Estima-se que as exportações japonesas de produtos culturais girem em torno dos 13 bilhões de dólares por ano. O valor é modesto se comparado, digamos, ao da indústria automobilística – que fatura a mesma coisa em dias. Trata-se, no entanto, de um valor que triplicou na década passada. nenhum setor da economia japonesa pode se gabar de proeza semelhante. histórias em quadrinhos, desenhos animados e videogames são os pontas-de-lança do pop japonês. A grande rede Mandarake de comercialização de mangás (gibis) já conta com filiais nos Estados Unidos e na Europa. Os consoles PlayStation e Nintendo  dominam o mercado de games. Cerca de 60% dos desenhos vistos na TV mundial são criação japonesa. Cada um desses setores, sozinho, tem força considerável. E eles ainda agem em sinergia, com o perdão da má palavra. Personagens surgidos num segmento quase sempre migram para os outros. Depois, vem o licenciamento para bugigangas. Os monstrengos Pokémon nasceram num videogame e foram parar na TV, no cinema, em roupas e bonequinhos. Desde seu surgimento, em 1996, a marca gerou negócios globais de cerca de 30 bilhões de dólares. Mas influência cultural nem sempre se traduz imediatamente em números vultosos, como lembram os ideólogos do Japão Pop. Deve-se prestar atenção a outros indícios.

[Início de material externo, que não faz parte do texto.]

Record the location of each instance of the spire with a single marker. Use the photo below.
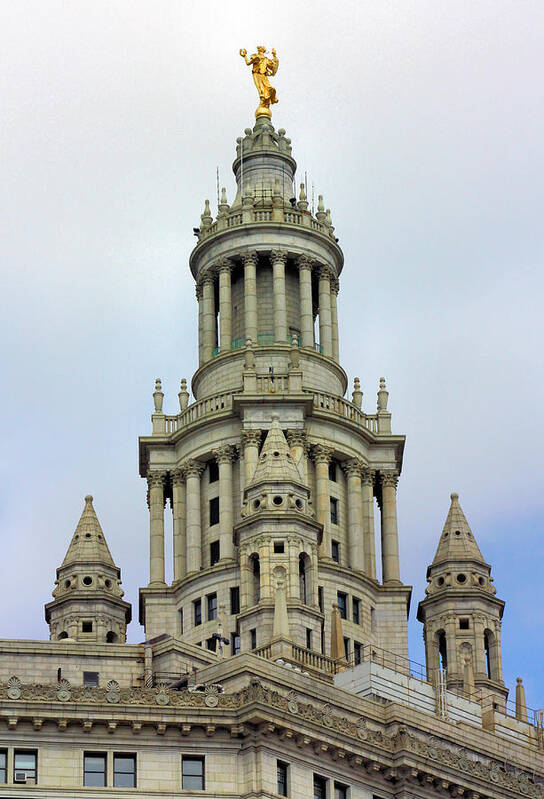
(88, 544)
(457, 541)
(275, 461)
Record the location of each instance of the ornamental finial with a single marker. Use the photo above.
(262, 67)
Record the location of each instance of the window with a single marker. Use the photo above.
(340, 791)
(94, 769)
(356, 606)
(234, 600)
(282, 777)
(214, 511)
(213, 472)
(334, 510)
(320, 787)
(25, 762)
(197, 612)
(211, 601)
(124, 771)
(342, 604)
(192, 773)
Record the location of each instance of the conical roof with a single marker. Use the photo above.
(275, 461)
(457, 541)
(88, 544)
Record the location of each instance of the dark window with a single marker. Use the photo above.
(340, 791)
(94, 769)
(197, 612)
(214, 553)
(320, 787)
(211, 600)
(124, 771)
(282, 777)
(356, 606)
(342, 604)
(192, 773)
(234, 600)
(214, 511)
(213, 471)
(334, 510)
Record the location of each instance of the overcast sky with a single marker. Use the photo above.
(422, 124)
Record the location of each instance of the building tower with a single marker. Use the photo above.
(267, 278)
(461, 615)
(88, 604)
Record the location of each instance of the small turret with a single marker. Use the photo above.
(88, 604)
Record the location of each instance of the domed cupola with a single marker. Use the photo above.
(88, 604)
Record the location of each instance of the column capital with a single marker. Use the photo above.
(251, 437)
(321, 453)
(192, 468)
(225, 454)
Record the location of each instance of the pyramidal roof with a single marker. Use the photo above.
(275, 461)
(88, 543)
(457, 541)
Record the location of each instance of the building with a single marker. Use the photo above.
(276, 662)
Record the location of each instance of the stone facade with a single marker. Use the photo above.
(276, 662)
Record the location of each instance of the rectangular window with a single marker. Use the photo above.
(342, 604)
(211, 601)
(124, 771)
(94, 769)
(356, 606)
(282, 769)
(214, 553)
(197, 612)
(334, 510)
(340, 791)
(320, 787)
(192, 773)
(213, 472)
(234, 600)
(214, 511)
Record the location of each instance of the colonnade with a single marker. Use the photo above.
(218, 277)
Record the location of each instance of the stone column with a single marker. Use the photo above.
(155, 482)
(178, 515)
(368, 522)
(208, 316)
(306, 306)
(225, 305)
(225, 456)
(279, 259)
(192, 470)
(250, 442)
(335, 287)
(352, 469)
(250, 296)
(390, 537)
(325, 324)
(322, 456)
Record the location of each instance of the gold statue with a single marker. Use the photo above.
(262, 67)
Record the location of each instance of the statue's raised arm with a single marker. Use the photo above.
(262, 67)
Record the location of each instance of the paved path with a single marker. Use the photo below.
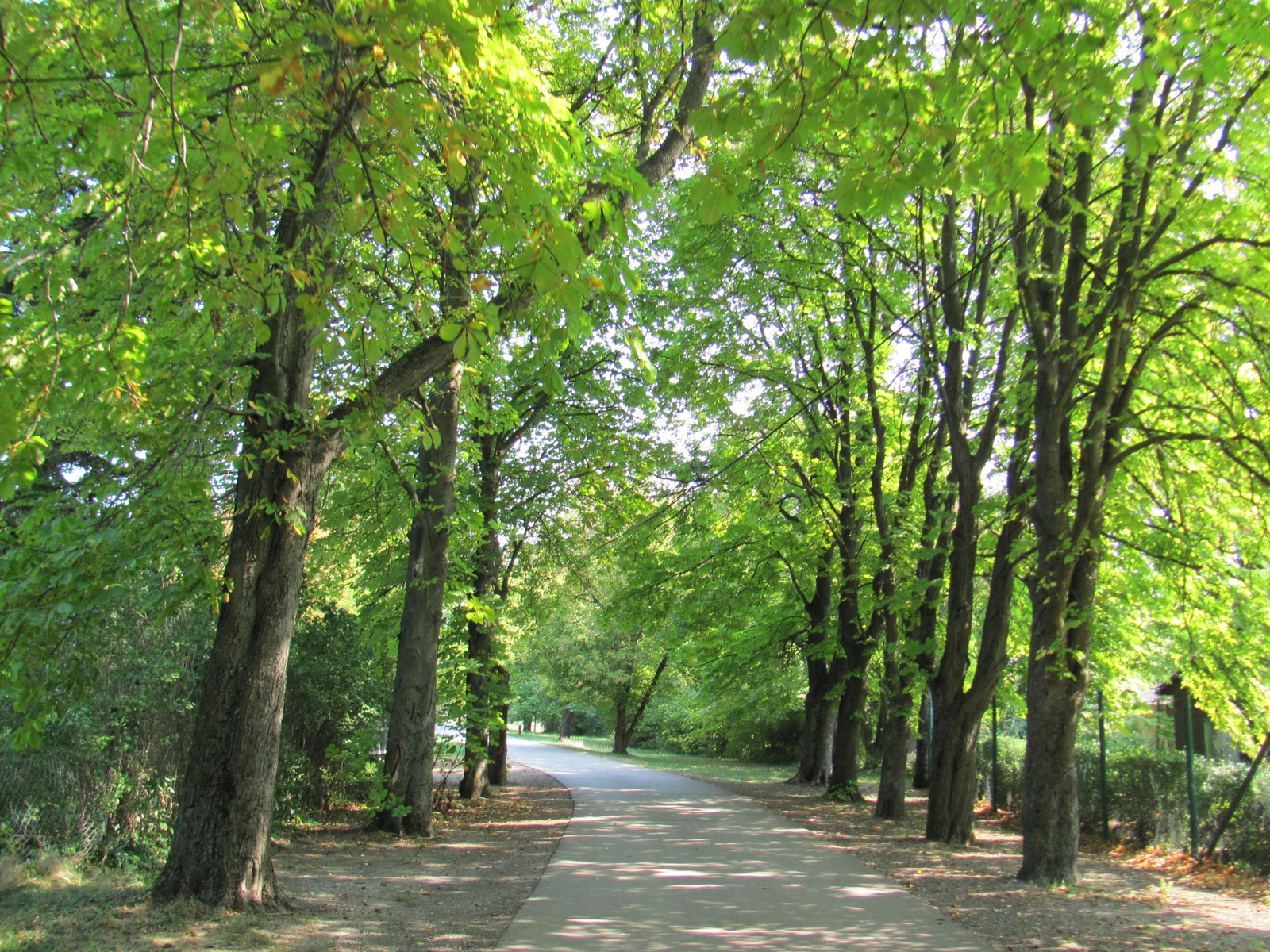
(656, 862)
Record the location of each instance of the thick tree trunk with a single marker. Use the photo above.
(845, 780)
(895, 761)
(816, 750)
(1057, 682)
(954, 774)
(482, 634)
(221, 831)
(220, 852)
(823, 679)
(413, 720)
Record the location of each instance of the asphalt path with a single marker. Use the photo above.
(657, 862)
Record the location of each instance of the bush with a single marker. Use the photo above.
(1010, 770)
(1149, 800)
(338, 695)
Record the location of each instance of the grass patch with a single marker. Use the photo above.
(708, 768)
(70, 908)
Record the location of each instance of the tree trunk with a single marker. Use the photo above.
(648, 695)
(498, 750)
(895, 761)
(620, 740)
(482, 632)
(823, 679)
(845, 780)
(1057, 683)
(413, 720)
(220, 850)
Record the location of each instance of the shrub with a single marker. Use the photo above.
(1010, 770)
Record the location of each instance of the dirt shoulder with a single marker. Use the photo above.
(353, 892)
(1115, 907)
(457, 890)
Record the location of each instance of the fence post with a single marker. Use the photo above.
(1191, 768)
(996, 771)
(1103, 771)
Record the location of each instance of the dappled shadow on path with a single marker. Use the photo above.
(662, 865)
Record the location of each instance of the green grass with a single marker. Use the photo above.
(79, 909)
(710, 768)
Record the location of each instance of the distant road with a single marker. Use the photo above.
(656, 862)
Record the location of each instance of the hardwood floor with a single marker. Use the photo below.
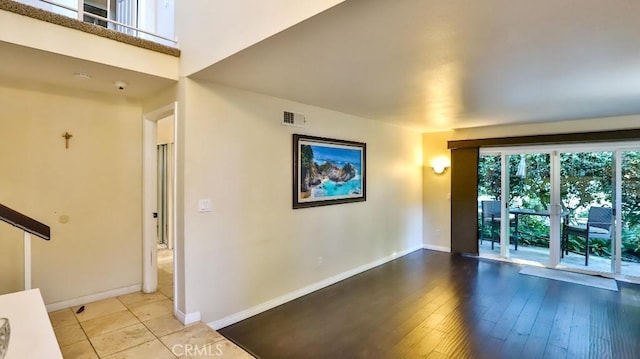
(436, 305)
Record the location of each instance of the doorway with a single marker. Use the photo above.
(159, 174)
(164, 254)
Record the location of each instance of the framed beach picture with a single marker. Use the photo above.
(328, 171)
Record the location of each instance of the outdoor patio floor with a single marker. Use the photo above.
(572, 260)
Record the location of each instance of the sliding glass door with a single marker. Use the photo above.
(587, 188)
(629, 233)
(517, 224)
(529, 199)
(572, 207)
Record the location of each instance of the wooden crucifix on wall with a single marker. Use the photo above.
(67, 136)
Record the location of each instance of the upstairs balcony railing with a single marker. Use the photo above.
(147, 19)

Os desenhos de longa-metragem do cineasta Hayao Miyazaki, por exemplo, ainda não se transformaram em campeões de bilheteria no Ocidente, mas Miyazaki foi premiado no Festival de Berlim e no Oscar pelo filme A Viagem de Chihiro. Neste ano, a marca francesa de acessórios de luxo Louis Vuitton convidou o pintor Takashi Murakami para estampar uma linha de bolsas. murakami, freqüentemente comparado ao americano Andy Warhol e líder do movimento Superflat, que reúne vários artistas plásticos, também acaba de erguer uma escultura em frente do Rockefeller Center, em Nova York. Profissionais da moda europeus visitam Tóquio para conferir os exuberantes figurinos da garotada local, dividida em incontáveis tribos, enquanto jovens estilistas japoneses como Jun Takahashi e Naoki Takizawa são aclamados nas temporadas internacionais de desfiles. A Ásia forneceria ainda mais provas de poder de atração da cultura nipônica. Em lugares como Taiwan e Hong Kong, ouve-se a música de estrelas como Ayumi Hamasaki ou Utada Hikaru e assiste-se a novelas japonesas. Mal saem da gráfica no Japão, revistas de moda e comportamento são contrabandeadas para países vizinhos, onde encontram um público ávido. “Os habitantes dos países asiáticos adoram seriados como Tokyo Love Story, que despertam mais empatia do que os similares americanos. eles se sentem culturalmente próximos do Japão. Esse intercâmbio cultural não dá sinais de arrefecer”, escreve Koichi Iwabuchi, estudioso da mídia da Universidade Católica de Tóquio.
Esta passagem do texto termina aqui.